Monday 5 June 2017

executive function or appeal to emotion

The outstanding NPR podcast Invisibilia (previously here and here and here) is back for a third season and opens with a rather arrestingly provocative two part episode that has too much on offer to effectively summarise blow-by-blow but really delivers a wallop in the form of an alternate way to view the nature of human emotions. Rather than an unconditioned reaction to outside stimuli, feelings might be the product of one’s brain continually assessing the body’s internal functions to make sure everything is working as it should be.

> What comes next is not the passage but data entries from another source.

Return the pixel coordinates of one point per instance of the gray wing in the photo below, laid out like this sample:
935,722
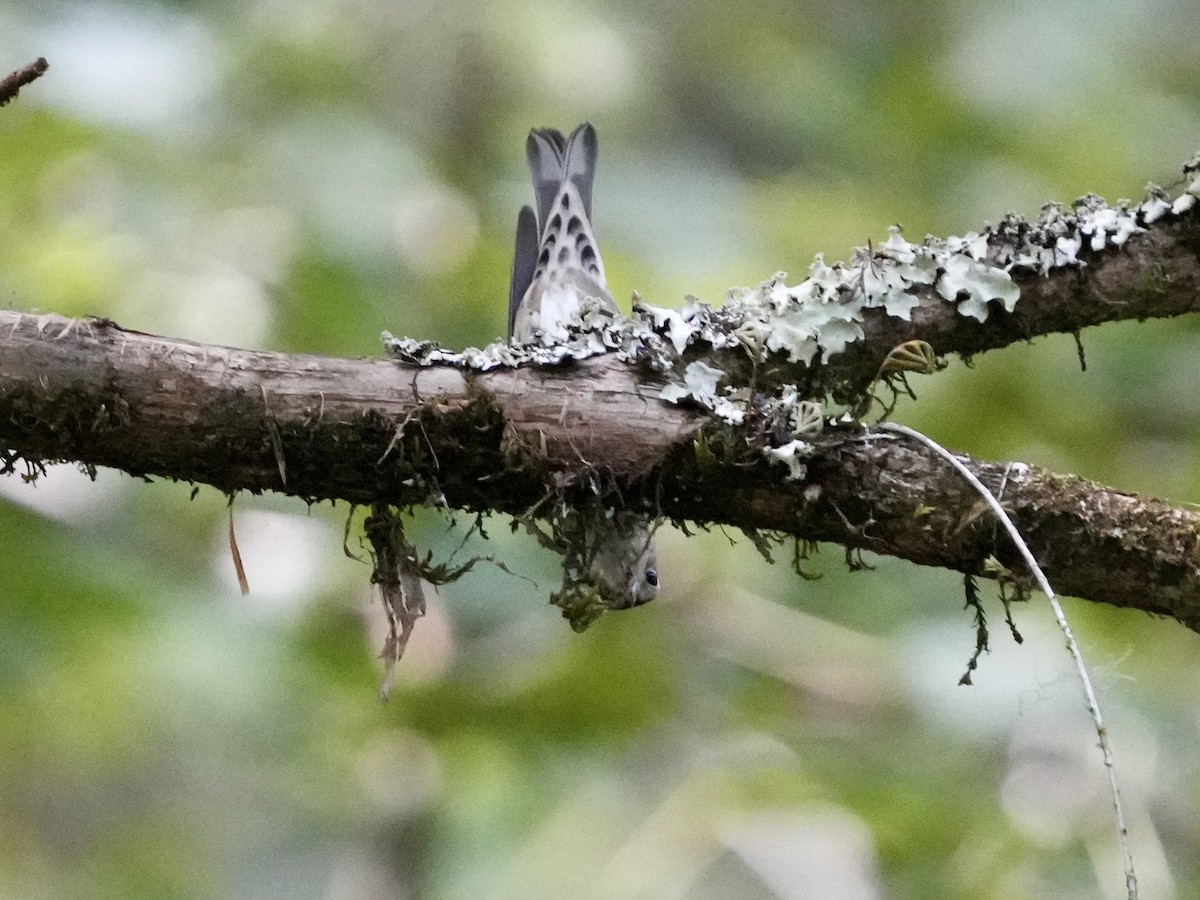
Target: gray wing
544,150
580,162
525,261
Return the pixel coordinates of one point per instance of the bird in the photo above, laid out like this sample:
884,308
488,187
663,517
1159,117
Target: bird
556,268
557,262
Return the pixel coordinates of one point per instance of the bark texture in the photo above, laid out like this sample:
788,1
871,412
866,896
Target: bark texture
370,431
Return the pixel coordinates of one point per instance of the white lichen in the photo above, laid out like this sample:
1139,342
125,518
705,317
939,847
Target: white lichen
819,317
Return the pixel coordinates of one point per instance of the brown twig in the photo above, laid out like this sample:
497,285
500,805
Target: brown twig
11,85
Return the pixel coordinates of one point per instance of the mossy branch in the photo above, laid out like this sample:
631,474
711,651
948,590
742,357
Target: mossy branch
371,431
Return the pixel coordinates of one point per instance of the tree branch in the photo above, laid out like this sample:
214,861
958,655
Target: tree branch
367,431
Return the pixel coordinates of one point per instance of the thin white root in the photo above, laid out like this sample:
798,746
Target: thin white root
1093,705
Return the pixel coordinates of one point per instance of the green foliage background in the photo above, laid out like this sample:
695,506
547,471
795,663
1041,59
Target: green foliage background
303,175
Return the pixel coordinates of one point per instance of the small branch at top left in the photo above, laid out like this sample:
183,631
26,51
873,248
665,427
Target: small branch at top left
12,83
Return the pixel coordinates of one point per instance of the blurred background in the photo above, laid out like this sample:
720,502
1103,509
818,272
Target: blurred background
301,175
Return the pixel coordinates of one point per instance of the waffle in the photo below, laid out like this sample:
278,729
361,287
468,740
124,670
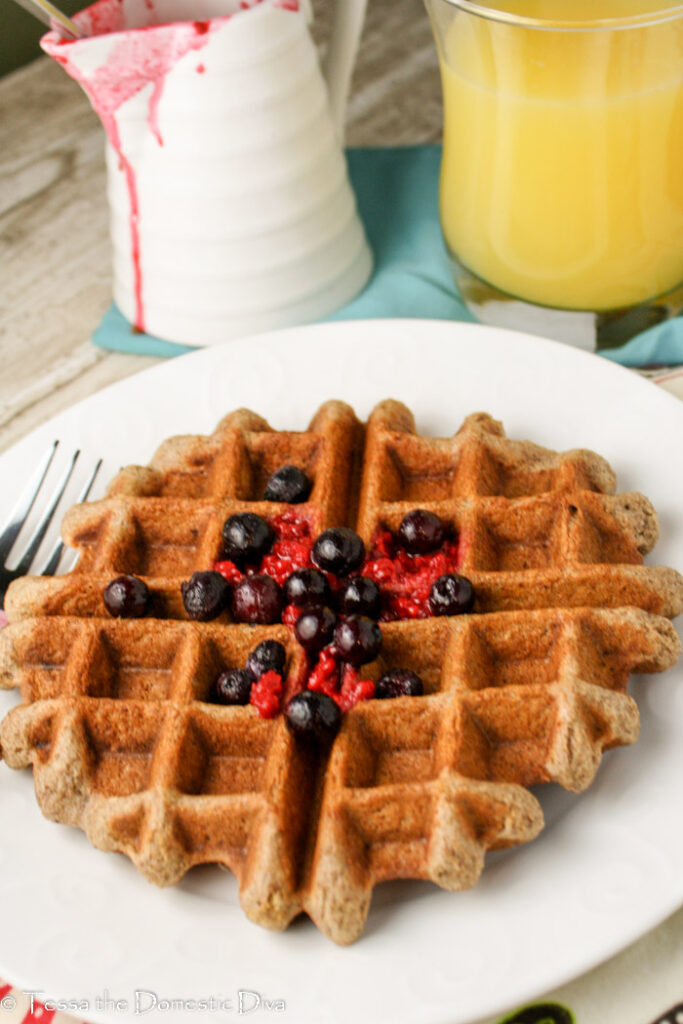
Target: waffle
115,715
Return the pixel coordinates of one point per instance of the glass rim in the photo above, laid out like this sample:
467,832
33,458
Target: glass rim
557,25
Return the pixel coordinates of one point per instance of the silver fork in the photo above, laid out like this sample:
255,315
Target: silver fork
20,512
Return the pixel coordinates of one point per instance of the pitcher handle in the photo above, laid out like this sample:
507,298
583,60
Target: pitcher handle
340,58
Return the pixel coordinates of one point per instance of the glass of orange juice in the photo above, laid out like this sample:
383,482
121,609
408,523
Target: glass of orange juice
561,187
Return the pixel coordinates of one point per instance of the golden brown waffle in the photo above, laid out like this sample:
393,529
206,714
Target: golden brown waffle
529,688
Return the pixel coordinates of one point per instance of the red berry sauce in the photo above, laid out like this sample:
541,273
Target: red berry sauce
266,694
404,581
342,684
291,551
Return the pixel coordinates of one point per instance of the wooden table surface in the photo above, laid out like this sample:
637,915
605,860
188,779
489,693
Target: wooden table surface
54,250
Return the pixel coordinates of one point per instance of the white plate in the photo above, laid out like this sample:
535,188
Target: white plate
77,922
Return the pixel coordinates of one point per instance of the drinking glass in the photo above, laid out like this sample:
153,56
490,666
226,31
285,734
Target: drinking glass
561,186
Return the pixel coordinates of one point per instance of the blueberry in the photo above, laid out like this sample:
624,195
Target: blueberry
421,531
127,597
313,717
247,538
357,639
339,551
451,595
205,595
289,483
232,686
307,587
314,628
359,596
399,683
268,656
257,599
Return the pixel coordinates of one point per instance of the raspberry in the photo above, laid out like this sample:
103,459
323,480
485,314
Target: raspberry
353,689
266,694
325,676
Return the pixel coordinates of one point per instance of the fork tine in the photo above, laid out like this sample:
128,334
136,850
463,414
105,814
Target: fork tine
25,504
55,555
41,528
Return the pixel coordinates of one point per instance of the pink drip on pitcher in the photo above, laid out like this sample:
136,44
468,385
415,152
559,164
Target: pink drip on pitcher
137,57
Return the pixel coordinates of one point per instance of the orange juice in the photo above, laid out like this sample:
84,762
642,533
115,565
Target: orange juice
562,171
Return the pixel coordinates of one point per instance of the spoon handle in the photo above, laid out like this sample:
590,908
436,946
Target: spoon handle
52,16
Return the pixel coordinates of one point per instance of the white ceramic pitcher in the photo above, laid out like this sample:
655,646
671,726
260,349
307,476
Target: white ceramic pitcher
230,206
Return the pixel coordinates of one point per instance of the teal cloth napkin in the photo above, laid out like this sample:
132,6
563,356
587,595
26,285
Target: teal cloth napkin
396,190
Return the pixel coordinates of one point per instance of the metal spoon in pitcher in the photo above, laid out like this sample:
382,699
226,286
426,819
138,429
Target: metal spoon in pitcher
45,11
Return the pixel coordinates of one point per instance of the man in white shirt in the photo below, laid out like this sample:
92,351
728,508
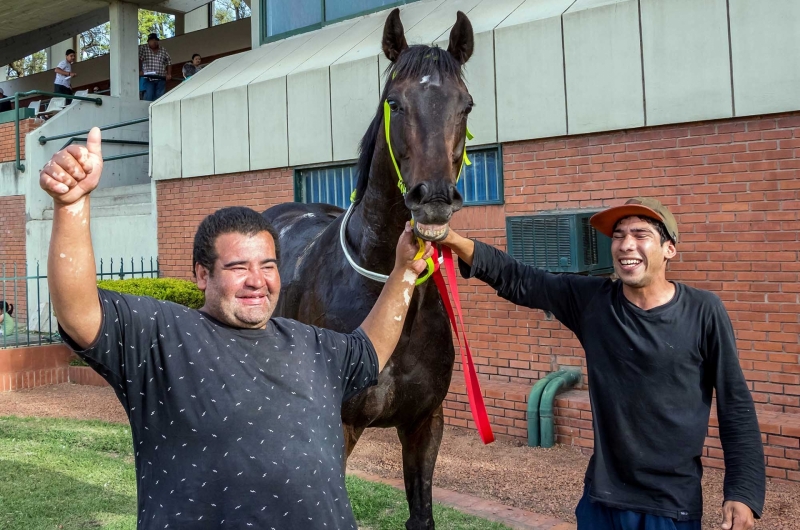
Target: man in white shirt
64,75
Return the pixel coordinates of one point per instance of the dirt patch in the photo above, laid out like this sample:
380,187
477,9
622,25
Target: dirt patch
546,481
64,401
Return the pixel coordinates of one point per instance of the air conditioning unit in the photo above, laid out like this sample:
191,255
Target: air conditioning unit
559,242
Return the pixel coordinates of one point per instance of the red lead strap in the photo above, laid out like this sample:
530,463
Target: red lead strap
470,376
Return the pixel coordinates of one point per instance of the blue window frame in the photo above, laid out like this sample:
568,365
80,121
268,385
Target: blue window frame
284,18
332,185
481,183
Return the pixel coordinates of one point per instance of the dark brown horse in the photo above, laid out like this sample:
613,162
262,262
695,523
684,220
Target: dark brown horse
428,106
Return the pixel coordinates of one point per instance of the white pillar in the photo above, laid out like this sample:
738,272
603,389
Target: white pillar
197,19
57,52
255,25
124,49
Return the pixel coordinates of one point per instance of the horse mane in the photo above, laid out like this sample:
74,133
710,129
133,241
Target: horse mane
414,62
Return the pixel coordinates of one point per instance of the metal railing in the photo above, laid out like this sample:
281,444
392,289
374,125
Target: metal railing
75,137
33,316
25,95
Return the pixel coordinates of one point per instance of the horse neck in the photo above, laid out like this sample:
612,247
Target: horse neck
380,216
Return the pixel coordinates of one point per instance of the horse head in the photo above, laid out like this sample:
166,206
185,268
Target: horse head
423,122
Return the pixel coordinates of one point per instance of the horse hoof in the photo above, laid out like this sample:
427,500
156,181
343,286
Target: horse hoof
417,524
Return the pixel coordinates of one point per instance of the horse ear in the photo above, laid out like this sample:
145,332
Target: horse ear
394,38
462,40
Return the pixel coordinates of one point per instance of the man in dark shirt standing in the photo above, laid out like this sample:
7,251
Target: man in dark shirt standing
235,416
655,352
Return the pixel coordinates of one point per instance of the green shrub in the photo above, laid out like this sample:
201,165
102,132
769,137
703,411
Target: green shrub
179,291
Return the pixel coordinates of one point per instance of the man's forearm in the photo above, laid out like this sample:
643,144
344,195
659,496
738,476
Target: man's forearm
463,247
71,273
384,324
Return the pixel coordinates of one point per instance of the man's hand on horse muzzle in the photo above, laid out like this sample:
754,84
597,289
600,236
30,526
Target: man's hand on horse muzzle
407,256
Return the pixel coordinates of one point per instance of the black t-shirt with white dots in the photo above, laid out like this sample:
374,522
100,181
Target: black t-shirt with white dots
232,428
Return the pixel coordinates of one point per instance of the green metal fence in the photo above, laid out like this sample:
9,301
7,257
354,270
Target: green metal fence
27,292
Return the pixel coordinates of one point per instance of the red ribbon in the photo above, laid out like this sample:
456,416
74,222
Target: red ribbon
476,405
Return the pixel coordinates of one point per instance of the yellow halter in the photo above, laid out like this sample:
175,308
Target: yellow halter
387,121
387,115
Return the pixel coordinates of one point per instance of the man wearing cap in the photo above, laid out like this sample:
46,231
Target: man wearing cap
656,351
154,63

Instead of some finely calibrated and detailed status report on our various systems, the brain only makes a few distinctions spread out over all the organs—hunger, satisfaction, arousal and repulsion. Anything more, on a conscious level at least, would prove overwhelming and might even be beyond our mental capacities. These internal senses and their input are called interoceptions. Consider how one’s sense of sight is compartmentalised and far different than the illusion of continuous perception that we’re presented or how our brain directs the body to adjust the blood-pressure with one’s intention to stand. There’s quite a bit of housekeeping going on behind the scenes. These internal, primitive emotions become—following the somatic theory of evolutionary psychology, which was en vogue in the nineteenth century but has fallen out of favour, dismissed as being not far removed from the idea of bodily humours ruling our moods only to enjoy a very recent resurgence—magnified and informed by our experience and upbringing. Surely it would be hard to divorce oneself from the notion that fear and anxiety—and by extension, the positive experiences too—are not something intrinsically connected to the encounter or experience (and the dread or excitement of anticipating it) but rather the product of strongly cultural and idiomatic enforcement. Of course too that mode of thinking manifests itself extrinsically by framing situations with their culturally endorsed, emotional window-dressing. Regardless of the completeness of explanation for one’s temperament, it is a comfort to keep in the back of one’s mind that one’s emotional response is provisional and very much subject to change.